Drugi aspekt to ludzie panikujecie przesadnie... W wielu przypadkach, gdy jest osłabiony organizm, to zwykła grypa, przeziębię czy zapalenie płuc może być śmiertelne, a z powodu tych chorób jakoś nie robimy takiego szumu... i nie jestem przeciw chwilowemu ograniczeniu kontaktu, ale ludzie zwariowali. Patrząc jak się ten wirus roznosi, to nie uda się go zwalczyć w 100%, a chwilowe ograniczenie kontaktu pozwoli jedynie rozłożyć chorobę w czasie, by nie przeciążyć nagle szpitali. Oraz mieć trochę lepsze sposoby leczenia. W trakcie 4/5 sezonów chorobowych, większość populacji już będzie po przejściu tej choroby. Ludzie będą musieli nauczyć się z nią żyć jak z grypą, czy inną tego typu chorobą.
@RaistlinMG "W wielu przypadkach, gdy jest osłabiony organizm, to zwykła grypa, przeziębię czy zapalenie płuc może być śmiertelne, a z powodu tych chorób jakoś nie robimy takiego szumu" - w sezonie 2017/2018 z powodu grypy zmarło we Włoszech 160 osób. Wczoraj z powodu koronawirusa zmarło tam 680 osób.
"Patrząc jak się ten wirus roznosi, to nie uda się go zwalczyć w 100%, a chwilowe ograniczenie kontaktu pozwoli jedynie rozłożyć chorobę w czasie, by nie przeciążyć nagle szpitali" - przynajmniej tyle zrozumiałeś, bo właśnie o to w tym wszystkim chodzi.
@diverus Dlaczego mam zachować dla siebie przemyślenia, jeżeli Ty swoje ogłaszasz światu? dlaczego sądzisz, że Twoje są słuszne, a moje akurat nie? co jeśli moje przemyślenia są wynikiem wiedzy zdobytej od naukowców/wirusologów/lekarzy?? Ja jestem zdania, że jeżeli Franek jest młodą, zdrową, silną osobą, to wirus mu nie zagraża i nie powinien chować się na siłę w domu, tylko z zachowaniem środków ostrożności, aby wirusa nie przenosić na zagrożonych, żyć normalnie. Jedyne osoby, których odizolowanie ma sens, to osoby narażone, czyli starsze, chore, osłabione. I to nie jest wyłącznie moje przemyślenie, to opinia różnych wirusologów/lekarzy/naukowców/biotechnologów itp.

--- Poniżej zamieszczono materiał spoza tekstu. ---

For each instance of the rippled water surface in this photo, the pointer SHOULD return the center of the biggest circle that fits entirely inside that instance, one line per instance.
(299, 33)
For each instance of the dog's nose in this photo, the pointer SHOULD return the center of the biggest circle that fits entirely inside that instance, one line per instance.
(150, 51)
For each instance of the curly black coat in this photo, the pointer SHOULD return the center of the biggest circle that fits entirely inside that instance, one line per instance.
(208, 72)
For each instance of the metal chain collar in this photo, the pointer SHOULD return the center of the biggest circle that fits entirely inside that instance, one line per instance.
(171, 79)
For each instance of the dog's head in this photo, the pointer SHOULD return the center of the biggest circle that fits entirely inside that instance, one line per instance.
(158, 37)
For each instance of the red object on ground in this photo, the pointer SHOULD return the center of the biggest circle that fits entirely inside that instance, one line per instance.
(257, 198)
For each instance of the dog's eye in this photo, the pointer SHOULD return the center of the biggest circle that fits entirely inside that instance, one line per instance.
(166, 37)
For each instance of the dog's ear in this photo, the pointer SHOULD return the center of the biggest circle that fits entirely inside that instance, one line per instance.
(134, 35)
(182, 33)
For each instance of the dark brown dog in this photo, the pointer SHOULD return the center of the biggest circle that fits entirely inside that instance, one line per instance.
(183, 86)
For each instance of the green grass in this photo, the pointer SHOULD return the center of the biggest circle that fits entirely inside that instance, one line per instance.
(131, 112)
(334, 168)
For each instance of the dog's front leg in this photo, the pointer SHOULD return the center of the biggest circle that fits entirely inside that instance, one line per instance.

p.s - siedzę w domu, bo co mam robić? mogę tylko siedzieć i obserwować, jak gospodarka się wali. Raz za czas wyjdę do sklepu, gdzie napotykam dziesiątki starych osób, szwędających się między regałami i pokrzykującymi na ludzi, że nie noszą rękawiczek albo że przeszli zbyt blisko nich w wąskiej na 1m alejce między półkami. Faktycznie, ma to sens, zwłaszcza, że rękawiczki kompletnie nic w takiej sytuacji nie pomagają. Kompletnie nic.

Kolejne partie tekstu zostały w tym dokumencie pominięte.